Moshe’s attempt at redeeming the children of Israel was not a simple task. Pharaoh’s consent was not Moshe’s only problem. Making headway with his enslaved brethren was no less difficult. The burden of slavery was so overwhelming and the impression it made on the slaves’ souls was crippling: “And Moshe spoke this to the Israelites, but they did not heed Moshe out of shortness of breath and hard work (ume’avodah kasha).’ (Exodus 6:9)
Ramban (Rabbi Moshe ben Nahman – Spain 13th century), I think, captures the plain sense of what Moshe was up against: “It was not because they did not believe in God and His prophets, but rather they could not listen because they were overburdened, and even though they knew that they might be free afterwards, they feared being killed by Pharaoh’s sword.” (adapted)
A 2rd century midrash asserts a different root cause for the inability of the slaves to identify with Moshe’s message. Here “avodah kasha” is understood to mean not “hard work” but rather “idol worship” (“avodah” can also mean “service”): “Rabbi Yehuda ben Batera says: Behold it says: ‘They would not listen to Moshe out of shortness of breath and hard work.’ (Exodus 6:9) Can you imagine a person receiving good news and not being happy… your master sets you free and you are not happy? If so, what could the Torah [possibly] mean when it says that ‘they would not listen to Moshe?’ It [must] mean that it was hard for them to give up their idol worship. As it says: ‘Caste away every one of you, the detestable things that you are drawn to and do not defile yourselves with the fetishes of Egypt.’ (Ezekiel 20:7) and immediately afterwards it says: ‘But they defied Me and refused to listen to Me… But I acted for the sake of My name.’ (20:8-9)” (Mekhilta d’Rabbi Yishmael Piskha 5, Horowitz-Rabin ed. p. 15-16)
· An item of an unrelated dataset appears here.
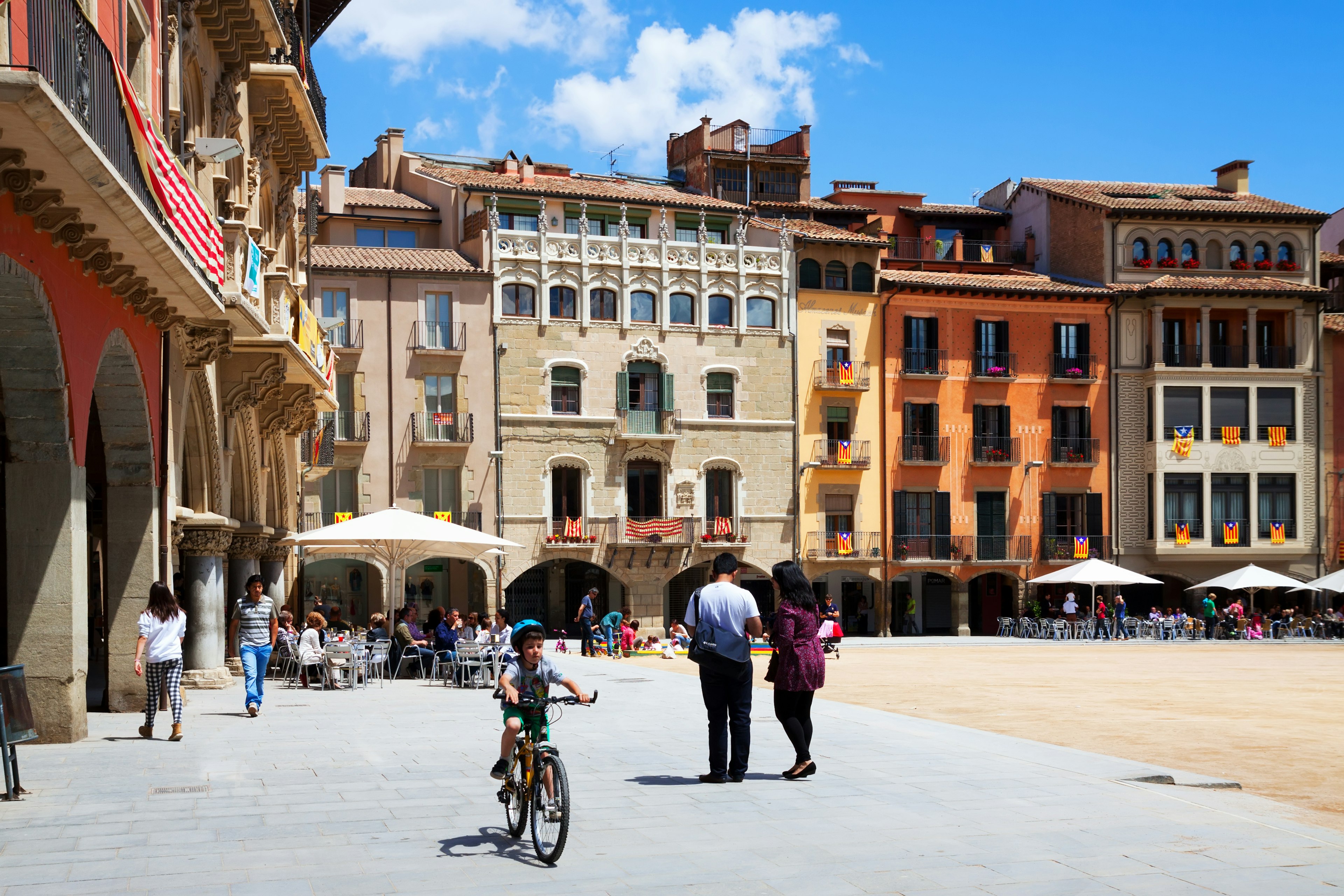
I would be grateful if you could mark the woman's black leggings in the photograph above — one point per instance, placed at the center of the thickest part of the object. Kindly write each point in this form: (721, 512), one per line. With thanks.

To the author of this midrash, the influence of Egyptian bondage extended beyond the physical. It colored the spiritual mindset of the slaves as well. They were so deeply ensconced in Egyptian culture that they had difficulty separating themselves from deeply held alien beliefs that they had assimilated in Egypt. As a result, they could not “hear” anything that Moshe said to them! To illustrate this point, the midrash brings verses from the prophet Ezekiel who imagined this to be the major problem of the slave generation even though he lived long centuries after the Exodus.
Some sages characterize Judaism as a battle against idolatry. The message of this midrash is that idolatry somehow dulls the senses from having clear perception. It stalls one’s critical facilities. The above midrash asserts that idolatry caused the slave generation to be deaf to Moshe’s message. We, too, are not immune to idolatry. [Post]moderns can also get caught up in all sorts of “isms” which have the ability to lead people astray, to do and think unfortunate ideas with potentially bad outcomes. Rabbi Yehuda ben Batera’s words should be considered a warning that true freedom requires us to be ever vigilant in order to guarantee that we do not become enticed by the world’s ever-present idolatrous allures.